Piece by piece, scientists hope to get an idea of what to expect next time a blob-like event occurs.

This big-picture approach isn’t just of interest to the scientific community. Fishery managers are also changing the way they do things.

Steve Barbeaux is a research fisheries biologist with NOAA who collects data on Pacific cod, which saw a roughly 70-percent decline over the past two years.

“In management say prior to 2010, we really were focused on single species,” Barbeaux said. “But since then our program has really developed to kind of look at everything that’s in the ecosystem to tell us the story of what’s going on, and I think this event has really helped us focus on, for cod specifically, what those things in the ecosystem we need to keep an eye on.”

Barbeaux said among those other factors to keep an eye on is competition from different species. While the blob seemed to diminish the food supply for cod, leading to the decline, it may have actually increased the supply for pollock and sablefish.

“And pollock happened to be up in the mid-water column, and there were particular types of zooplankton that were abundant during that time period, and they seemed to do well,” Barbeaux explained. “For sablefish, it might have been the same issue, they don’t go down to the bottom, they were pelagic at those year classes. Those things may have helped out the sablefish and pollock equally.”

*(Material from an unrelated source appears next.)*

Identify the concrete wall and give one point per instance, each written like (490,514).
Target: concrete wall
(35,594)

Those species’ success could make it more difficult for cod and other impacted species to recover. But the big-picture answers scientists like Barbeaux and Holderied are hoping for may take longer in some areas than others.

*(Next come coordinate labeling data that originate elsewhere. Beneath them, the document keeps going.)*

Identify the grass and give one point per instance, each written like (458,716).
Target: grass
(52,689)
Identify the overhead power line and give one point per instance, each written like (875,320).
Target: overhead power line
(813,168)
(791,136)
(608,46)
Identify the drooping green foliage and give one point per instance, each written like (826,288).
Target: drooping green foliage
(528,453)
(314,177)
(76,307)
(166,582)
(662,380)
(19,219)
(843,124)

It may be harder to tease out impacts on fish with longer life spans, such as halibut, and even fish with shorter life spans will be impacted differently depending on where they were in their life cycle.

“If you were a sockeye salmon in 2014 and just heading out into the ocean, maybe you’re just going to be coming back now or if you were a king salmon, you were affected by the warm conditions early on, you were affected out in the ocean,” Holderied said. “Well, what did that all mean? We’re not going to totally understand that until we see what’s coming back in. Some of these things have longer effects and are lagged, but I think it’s exciting that we have all this information to put together and people working on it.”

Near-normal water temperatures are forecasted to stick around through the summer and for now, most scientists can agree cooler water temps bode well for the ecosystem.